In a field in the townland of Oldtown, in the Bennett area of County Limerick, a circular feature roughly eight metres in diameter betrays itself only from above, showing up as a cropmark in satellite imagery. What lies beneath is interpreted as a possible ditch-barrow, a type of burial monument in which a central mound or grave is enclosed by a surrounding ditch, the whole forming a roughly circular plan. The ditch itself is long since silted and levelled, but the variation in soil moisture and crop growth it creates means that, under the right conditions, it briefly reappears as a ghostly outline in a green or golden field.

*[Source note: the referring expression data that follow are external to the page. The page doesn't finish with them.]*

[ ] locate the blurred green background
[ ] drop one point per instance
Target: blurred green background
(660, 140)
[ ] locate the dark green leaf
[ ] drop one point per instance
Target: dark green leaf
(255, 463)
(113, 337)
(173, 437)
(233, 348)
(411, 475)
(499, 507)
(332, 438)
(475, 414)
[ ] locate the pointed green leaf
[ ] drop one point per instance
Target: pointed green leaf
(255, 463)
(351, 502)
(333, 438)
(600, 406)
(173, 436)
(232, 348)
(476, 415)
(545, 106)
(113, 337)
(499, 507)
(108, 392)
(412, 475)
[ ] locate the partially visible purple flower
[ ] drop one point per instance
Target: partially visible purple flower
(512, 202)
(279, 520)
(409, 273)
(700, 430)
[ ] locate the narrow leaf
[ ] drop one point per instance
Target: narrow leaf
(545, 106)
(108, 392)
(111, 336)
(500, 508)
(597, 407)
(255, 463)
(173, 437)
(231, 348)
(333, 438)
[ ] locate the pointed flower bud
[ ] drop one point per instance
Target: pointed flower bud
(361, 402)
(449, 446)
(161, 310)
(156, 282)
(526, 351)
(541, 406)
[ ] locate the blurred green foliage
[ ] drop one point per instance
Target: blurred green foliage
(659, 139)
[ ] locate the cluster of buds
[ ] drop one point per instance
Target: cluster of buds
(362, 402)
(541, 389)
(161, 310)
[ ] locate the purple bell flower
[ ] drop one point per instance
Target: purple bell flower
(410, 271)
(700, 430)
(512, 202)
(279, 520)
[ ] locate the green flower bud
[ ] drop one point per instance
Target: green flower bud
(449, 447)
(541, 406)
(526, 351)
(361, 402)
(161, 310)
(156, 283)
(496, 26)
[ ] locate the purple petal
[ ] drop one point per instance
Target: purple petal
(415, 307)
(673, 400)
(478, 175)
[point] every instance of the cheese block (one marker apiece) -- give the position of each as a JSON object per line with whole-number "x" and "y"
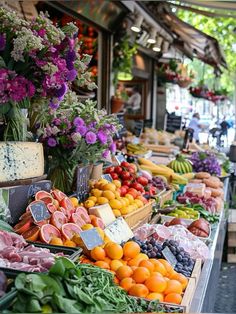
{"x": 20, "y": 160}
{"x": 119, "y": 231}
{"x": 104, "y": 212}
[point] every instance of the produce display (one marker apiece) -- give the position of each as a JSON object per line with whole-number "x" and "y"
{"x": 139, "y": 275}
{"x": 181, "y": 165}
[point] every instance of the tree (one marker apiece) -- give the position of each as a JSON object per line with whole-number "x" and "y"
{"x": 224, "y": 30}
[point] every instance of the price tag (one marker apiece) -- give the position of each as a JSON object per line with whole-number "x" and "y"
{"x": 107, "y": 177}
{"x": 169, "y": 256}
{"x": 39, "y": 211}
{"x": 91, "y": 238}
{"x": 119, "y": 159}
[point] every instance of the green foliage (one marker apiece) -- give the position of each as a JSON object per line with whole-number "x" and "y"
{"x": 223, "y": 29}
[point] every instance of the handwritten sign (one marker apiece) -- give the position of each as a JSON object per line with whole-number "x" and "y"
{"x": 91, "y": 238}
{"x": 107, "y": 177}
{"x": 39, "y": 211}
{"x": 169, "y": 256}
{"x": 119, "y": 159}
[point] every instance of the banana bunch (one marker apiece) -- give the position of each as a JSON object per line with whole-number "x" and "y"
{"x": 136, "y": 149}
{"x": 162, "y": 170}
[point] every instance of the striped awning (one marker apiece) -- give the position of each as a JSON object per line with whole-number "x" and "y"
{"x": 191, "y": 41}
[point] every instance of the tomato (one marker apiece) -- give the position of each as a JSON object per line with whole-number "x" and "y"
{"x": 127, "y": 182}
{"x": 123, "y": 190}
{"x": 23, "y": 225}
{"x": 114, "y": 176}
{"x": 109, "y": 169}
{"x": 67, "y": 204}
{"x": 125, "y": 175}
{"x": 142, "y": 180}
{"x": 118, "y": 170}
{"x": 125, "y": 164}
{"x": 133, "y": 192}
{"x": 137, "y": 186}
{"x": 31, "y": 234}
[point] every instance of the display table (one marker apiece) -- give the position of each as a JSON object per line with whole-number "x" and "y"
{"x": 205, "y": 294}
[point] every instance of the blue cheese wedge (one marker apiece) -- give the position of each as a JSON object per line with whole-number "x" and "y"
{"x": 20, "y": 160}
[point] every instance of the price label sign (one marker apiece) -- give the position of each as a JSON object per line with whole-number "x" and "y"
{"x": 119, "y": 159}
{"x": 39, "y": 211}
{"x": 169, "y": 256}
{"x": 91, "y": 238}
{"x": 107, "y": 177}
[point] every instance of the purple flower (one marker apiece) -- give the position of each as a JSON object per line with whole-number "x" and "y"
{"x": 53, "y": 105}
{"x": 71, "y": 75}
{"x": 90, "y": 137}
{"x": 112, "y": 147}
{"x": 78, "y": 122}
{"x": 2, "y": 42}
{"x": 62, "y": 90}
{"x": 52, "y": 142}
{"x": 106, "y": 153}
{"x": 102, "y": 137}
{"x": 81, "y": 130}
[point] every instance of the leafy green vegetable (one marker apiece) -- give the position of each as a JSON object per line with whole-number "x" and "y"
{"x": 82, "y": 288}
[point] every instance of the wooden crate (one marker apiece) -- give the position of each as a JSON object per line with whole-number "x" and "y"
{"x": 231, "y": 251}
{"x": 140, "y": 216}
{"x": 187, "y": 296}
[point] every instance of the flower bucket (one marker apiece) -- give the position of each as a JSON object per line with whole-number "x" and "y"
{"x": 96, "y": 172}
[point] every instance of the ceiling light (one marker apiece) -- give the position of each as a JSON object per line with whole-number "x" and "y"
{"x": 136, "y": 27}
{"x": 152, "y": 38}
{"x": 157, "y": 46}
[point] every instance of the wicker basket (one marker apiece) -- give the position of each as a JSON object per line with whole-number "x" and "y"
{"x": 140, "y": 216}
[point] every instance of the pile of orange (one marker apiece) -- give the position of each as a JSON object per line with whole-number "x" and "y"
{"x": 138, "y": 275}
{"x": 104, "y": 192}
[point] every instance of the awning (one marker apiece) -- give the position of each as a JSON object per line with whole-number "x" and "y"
{"x": 191, "y": 41}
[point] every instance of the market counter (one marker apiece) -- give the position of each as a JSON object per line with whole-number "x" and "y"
{"x": 205, "y": 294}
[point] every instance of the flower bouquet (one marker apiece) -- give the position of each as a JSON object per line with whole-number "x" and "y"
{"x": 73, "y": 134}
{"x": 37, "y": 61}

Cropmarks of this kind appear when buried features, such as ditches or pits, retain more moisture than the surrounding subsoil, causing the vegetation above them to grow taller or stay greener for longer during dry spells. Conversely, buried walls or compacted surfaces can create parch marks where crops fail or dry out early. The feature at Oldtown was identified in a Google Earth photograph taken on 25 March 2017, and the record was compiled by Caimin O'Brien, drawing on details provided by Jean-Charles Caillère, with the entry uploaded in January 2022. Ditch-barrows are a recognised class of funerary monument associated broadly with prehistoric burial practice in Ireland, though without ground survey or excavation it is not possible to say more about the date or character of this particular example. The cautious designation of "possible" in the record reflects how much remains uncertain when the only evidence is a faint ring seen from space.

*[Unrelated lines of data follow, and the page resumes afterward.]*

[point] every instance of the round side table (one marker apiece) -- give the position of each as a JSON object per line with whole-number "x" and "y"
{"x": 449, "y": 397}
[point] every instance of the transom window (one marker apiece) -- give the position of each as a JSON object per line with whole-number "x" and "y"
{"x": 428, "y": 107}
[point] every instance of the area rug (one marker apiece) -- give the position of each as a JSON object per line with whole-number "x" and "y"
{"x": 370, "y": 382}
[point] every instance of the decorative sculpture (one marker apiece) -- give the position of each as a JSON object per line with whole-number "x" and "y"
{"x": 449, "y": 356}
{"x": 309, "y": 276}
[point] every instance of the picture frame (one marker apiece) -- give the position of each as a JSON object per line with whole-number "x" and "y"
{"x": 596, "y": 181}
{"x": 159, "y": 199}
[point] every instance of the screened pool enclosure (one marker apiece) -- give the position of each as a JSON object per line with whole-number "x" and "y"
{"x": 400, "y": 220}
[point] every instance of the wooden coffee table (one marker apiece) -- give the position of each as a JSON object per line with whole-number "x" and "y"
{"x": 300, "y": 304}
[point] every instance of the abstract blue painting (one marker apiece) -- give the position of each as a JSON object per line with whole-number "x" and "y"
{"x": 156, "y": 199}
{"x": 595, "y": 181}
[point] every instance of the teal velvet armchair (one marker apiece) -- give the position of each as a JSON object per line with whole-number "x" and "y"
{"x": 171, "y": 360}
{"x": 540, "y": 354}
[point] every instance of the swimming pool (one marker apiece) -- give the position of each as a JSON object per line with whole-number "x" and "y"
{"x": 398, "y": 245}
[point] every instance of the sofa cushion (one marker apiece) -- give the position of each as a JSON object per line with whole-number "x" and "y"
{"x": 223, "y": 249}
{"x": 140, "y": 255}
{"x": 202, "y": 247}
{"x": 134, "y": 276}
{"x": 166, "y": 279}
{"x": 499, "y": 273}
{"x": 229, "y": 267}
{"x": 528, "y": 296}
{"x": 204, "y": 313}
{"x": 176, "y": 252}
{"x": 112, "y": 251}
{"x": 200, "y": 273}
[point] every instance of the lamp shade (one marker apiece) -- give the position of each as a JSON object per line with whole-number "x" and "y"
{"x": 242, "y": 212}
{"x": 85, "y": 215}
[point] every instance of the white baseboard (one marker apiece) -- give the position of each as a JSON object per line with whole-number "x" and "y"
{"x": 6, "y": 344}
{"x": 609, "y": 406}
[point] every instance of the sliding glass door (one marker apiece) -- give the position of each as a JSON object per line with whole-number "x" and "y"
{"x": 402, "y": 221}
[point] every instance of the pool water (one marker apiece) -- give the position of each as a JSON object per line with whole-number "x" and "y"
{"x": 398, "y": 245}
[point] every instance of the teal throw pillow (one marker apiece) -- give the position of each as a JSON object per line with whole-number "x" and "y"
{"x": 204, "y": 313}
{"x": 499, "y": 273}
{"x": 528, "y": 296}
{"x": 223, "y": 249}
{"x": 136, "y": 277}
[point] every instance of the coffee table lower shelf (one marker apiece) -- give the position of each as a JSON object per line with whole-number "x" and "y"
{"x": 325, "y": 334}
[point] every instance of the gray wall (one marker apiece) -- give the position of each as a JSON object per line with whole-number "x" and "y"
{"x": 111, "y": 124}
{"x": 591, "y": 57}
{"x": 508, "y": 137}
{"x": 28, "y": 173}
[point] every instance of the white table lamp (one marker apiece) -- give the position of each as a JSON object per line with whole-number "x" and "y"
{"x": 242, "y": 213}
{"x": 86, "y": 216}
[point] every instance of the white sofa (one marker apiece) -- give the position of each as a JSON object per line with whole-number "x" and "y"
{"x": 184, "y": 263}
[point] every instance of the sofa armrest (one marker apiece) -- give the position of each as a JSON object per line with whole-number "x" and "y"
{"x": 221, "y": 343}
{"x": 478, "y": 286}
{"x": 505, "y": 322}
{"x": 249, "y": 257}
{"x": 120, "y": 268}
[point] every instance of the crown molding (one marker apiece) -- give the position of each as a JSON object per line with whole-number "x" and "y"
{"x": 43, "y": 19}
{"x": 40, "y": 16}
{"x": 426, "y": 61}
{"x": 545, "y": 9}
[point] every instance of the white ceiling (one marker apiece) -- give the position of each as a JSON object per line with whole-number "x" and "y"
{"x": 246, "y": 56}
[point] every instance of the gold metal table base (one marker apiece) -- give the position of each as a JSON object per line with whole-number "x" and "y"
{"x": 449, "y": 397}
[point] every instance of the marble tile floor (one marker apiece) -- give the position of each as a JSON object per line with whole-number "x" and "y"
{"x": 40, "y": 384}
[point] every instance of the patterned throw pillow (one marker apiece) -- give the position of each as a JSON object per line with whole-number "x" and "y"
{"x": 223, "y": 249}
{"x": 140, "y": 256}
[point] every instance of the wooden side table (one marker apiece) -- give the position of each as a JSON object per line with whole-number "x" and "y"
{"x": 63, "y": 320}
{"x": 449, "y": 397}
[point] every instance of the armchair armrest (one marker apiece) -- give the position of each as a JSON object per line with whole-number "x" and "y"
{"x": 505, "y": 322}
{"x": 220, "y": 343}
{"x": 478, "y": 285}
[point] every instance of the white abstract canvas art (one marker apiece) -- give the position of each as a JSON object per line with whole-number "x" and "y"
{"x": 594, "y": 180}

Because the site exists primarily as a subsurface anomaly, there is nothing to see at ground level in ordinary conditions. The townland of Oldtown lies in rural County Limerick, and the field in question is agricultural land, so access would require the landowner's permission. Those with an interest in landscape archaeology might find it worthwhile to examine the area using Google Earth or the relevant aerial photography archives, where the March 2017 image offers the clearest view of the cropmark. The feature is best appreciated in that context, as a reminder that the Irish landscape holds a great deal of archaeology that has never been formally excavated and may never be, surviving only as a fleeting pattern in the grass.